A key performance parameter determining the choice of CMOS or CCD is the maximum S/N achievable by the detector. Maximum S/N is achieved when the detector is close to saturation and the shot noise is much higher than all the other noises. For example, if one has a signal strong enough to saturate the well in the shortest exposure time, then the dark signal noise contribution is negligible, and as the readout noise adds orthogonally to the shot noise, it too has negligible contribution. To make a high resolution measurement of a signal level, a better S/N than the expected resolution of the measurement, is required. Consider trying to measure a 0.3% change in the intensity of a spectral line. Ideally, the S/N should be at least 5X better than the difference being measured and therefore a S/N of 0.3%/5 = 0.06%, or 0.06 in 100, which is 1667:1, is desired. One can only achieve this S/N level with a detector with a well capacity >1667 squared, i.e. >2,780,000 e. No CCD can achieve this S/N ratio in a single measurement, but a CMOS can. It should be noted, however, that a CMOS detector is less sensitive than a CCD so stronger signals are required with a CMOS than with a CCD.

The key differences between the CCD and CMOS detectors are sensitivity and dynamic range. Because the CCD pixels are 2.9X larger than the CMOS pixels, the CCD sees 2.9X more light. The CCD’s much larger gain makes it 23.4X more sensitive. Overall, the CCD is 2.9 x 23.4 = 67.9X more sensitive than the CMOS detector. The CMOS detectors have a well capacity that is 24-30X greater than the linear CCDs, and so the signal to noise ratio of a CMOS detector ~4X greater than for CCD detectors.

In short, CMOS detectors have application for high signal, high dynamic range and high S/N measurements, whereas CCD detectors are for low signal measurements.

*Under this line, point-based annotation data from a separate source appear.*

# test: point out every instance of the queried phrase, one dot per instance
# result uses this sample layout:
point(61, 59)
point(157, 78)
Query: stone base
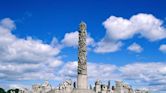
point(82, 91)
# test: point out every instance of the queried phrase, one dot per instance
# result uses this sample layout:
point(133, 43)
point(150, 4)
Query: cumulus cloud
point(163, 48)
point(107, 46)
point(8, 23)
point(135, 48)
point(71, 39)
point(22, 59)
point(118, 29)
point(145, 25)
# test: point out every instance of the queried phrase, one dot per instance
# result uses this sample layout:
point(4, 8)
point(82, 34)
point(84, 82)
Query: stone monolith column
point(82, 61)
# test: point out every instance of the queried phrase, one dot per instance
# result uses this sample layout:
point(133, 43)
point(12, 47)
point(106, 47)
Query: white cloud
point(135, 48)
point(8, 23)
point(22, 59)
point(163, 48)
point(145, 25)
point(118, 29)
point(107, 46)
point(71, 39)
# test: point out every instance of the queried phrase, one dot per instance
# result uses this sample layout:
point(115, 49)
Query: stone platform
point(82, 91)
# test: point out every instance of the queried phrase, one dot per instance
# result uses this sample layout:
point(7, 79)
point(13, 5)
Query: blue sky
point(119, 37)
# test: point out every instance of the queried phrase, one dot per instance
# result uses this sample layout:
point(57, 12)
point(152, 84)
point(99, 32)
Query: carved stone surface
point(82, 61)
point(82, 64)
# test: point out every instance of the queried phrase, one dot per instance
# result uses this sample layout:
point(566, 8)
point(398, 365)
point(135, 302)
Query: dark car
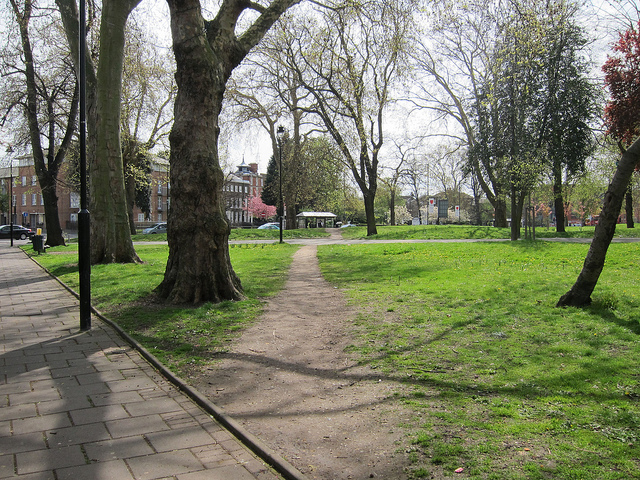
point(19, 232)
point(158, 228)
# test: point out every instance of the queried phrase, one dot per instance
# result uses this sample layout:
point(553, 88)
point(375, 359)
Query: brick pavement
point(86, 405)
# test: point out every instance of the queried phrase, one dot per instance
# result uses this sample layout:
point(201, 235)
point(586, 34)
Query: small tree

LineSpec Data Acquisition and Control Software

The LineSpec software (included with each spectrometer or stand alone array detector) is an intuitive instrument control and data acquisition software that runs under Windows 98/W2K/XP. The software supports routine spectroscopic measurements and data acquisition, such as: continuous, single and averaging scans; absorption, transmission and emission spectra; irradiance measurements. We also supply optional LabView Drivers and an OEM Development Kit.

Calibration Accessory

To ensure wavelength accuracy, we recommend using a known set of spectral lines, such as our 78822 HgAr Calibration Set, and letting the LineSpec™ software fit a standard quadratic regression through the known peaks. The 78822 includes a power supply, a mounting adapter to couple the lamp to the MS125™, and a HgAr calibration lamp.

Fig. 2 Transmittance spectra of BG36 Schott Glass Filter taken with 78871 CMOS Spectrometer. The MS125™ Spectrograph used a 400 l/mm grating blazed at 500 nm, and a 50 µm input slit. Integration time = 50 ms, averaging = 1 and 500 (noted on the inset graph).